Oops! Adam Seger says the 'pre-Prohibition' drink isn't one
By Elizabeth Armstrong Moore,  Newser Staff
Posted Nov 12, 2016 7:11 AM CST
Bartender Comes Clean About 'Historic' Louisville Cocktail
A bartender makes a cocktail at a San Francisco bar featuring, among other drinks, classic libations of Prohibition-era Havana.   (AP Photo/Eric Risberg)

When Adam Seger was brought on as head of restaurant operations at the storied Seelbach Hotel (now the Seelbach Hilton) in downtown Louisville, Ky., he announced that he'd stumbled upon the recipe of a pre-Prohibition drink that used to be the hotel's signature drink and that he tried it, he enjoyed it, and he was putting in back on the menu. But as the New York Times reports, the "rescued classic" that gained fast notoriety and established Seger as a brand name was in fact Seger's own creation, a "ruse" as the Louisville Courier-Journal calls it.

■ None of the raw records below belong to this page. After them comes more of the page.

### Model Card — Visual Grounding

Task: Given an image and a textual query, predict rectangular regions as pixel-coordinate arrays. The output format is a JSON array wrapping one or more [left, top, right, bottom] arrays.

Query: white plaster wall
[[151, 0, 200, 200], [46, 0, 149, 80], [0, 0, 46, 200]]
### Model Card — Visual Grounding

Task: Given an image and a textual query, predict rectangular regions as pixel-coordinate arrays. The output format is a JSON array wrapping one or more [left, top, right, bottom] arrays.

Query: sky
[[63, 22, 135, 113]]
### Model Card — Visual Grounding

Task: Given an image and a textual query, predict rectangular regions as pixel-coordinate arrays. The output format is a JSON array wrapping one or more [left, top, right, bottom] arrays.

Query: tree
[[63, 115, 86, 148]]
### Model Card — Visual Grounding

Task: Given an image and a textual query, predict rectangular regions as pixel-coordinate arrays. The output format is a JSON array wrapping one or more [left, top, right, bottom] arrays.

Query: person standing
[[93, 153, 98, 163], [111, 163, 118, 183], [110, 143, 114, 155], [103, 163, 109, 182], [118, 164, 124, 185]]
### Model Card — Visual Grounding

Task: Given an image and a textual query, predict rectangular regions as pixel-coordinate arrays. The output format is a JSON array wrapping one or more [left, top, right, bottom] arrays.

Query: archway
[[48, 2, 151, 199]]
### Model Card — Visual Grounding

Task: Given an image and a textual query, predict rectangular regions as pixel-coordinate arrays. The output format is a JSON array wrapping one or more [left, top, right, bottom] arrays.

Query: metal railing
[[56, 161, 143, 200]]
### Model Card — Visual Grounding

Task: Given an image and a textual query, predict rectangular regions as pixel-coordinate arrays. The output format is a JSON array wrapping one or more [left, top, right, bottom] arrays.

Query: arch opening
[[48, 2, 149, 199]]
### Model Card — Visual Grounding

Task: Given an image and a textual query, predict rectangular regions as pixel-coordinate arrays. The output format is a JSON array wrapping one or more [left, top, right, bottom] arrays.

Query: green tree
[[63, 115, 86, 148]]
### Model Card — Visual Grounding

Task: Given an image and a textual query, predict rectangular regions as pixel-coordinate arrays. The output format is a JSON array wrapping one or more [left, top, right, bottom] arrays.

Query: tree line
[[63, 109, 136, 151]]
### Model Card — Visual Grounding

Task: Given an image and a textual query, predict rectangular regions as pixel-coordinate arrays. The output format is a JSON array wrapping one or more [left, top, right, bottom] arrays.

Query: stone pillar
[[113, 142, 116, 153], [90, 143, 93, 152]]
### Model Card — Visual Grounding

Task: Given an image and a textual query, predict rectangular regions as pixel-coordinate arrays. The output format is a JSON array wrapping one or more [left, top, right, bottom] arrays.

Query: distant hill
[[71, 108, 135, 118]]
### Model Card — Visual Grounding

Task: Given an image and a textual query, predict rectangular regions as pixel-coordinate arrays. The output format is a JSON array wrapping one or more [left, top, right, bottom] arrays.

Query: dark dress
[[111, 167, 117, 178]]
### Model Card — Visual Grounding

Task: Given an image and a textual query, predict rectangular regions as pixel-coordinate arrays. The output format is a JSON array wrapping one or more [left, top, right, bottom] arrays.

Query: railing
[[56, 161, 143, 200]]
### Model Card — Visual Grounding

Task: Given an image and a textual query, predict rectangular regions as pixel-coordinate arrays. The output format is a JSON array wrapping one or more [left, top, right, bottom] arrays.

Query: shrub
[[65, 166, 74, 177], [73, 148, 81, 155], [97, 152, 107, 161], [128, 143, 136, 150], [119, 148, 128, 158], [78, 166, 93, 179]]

Now Seger, who "carried this around" for 21 years, has decided to finally come clean.

"I was nobody," says Seger, who left the hotel in 2001, is now 47, and recently helped open the Tuck Room in Manhattan. "I knew I could make a great drink. I wanted it to be this promotion for the hotel, and I felt the hotel needed a signature cocktail. How could you have a place that F. Scott Fitzgerald hung out in that doesn’t have a damn cocktail?" Everyone bought the story (even the historian known as Dr. Cocktail who wrote a book about vintage spirits) and loved the drink, which is made with bourbon, triple sec, bitters, sparkling wine, and garnished with an orange twist. Even the hotel is sticking with the drink as its signature cocktail, saying it's become a hotel tradition and "will remain part of its future." (This is Obama's cocktail of choice.)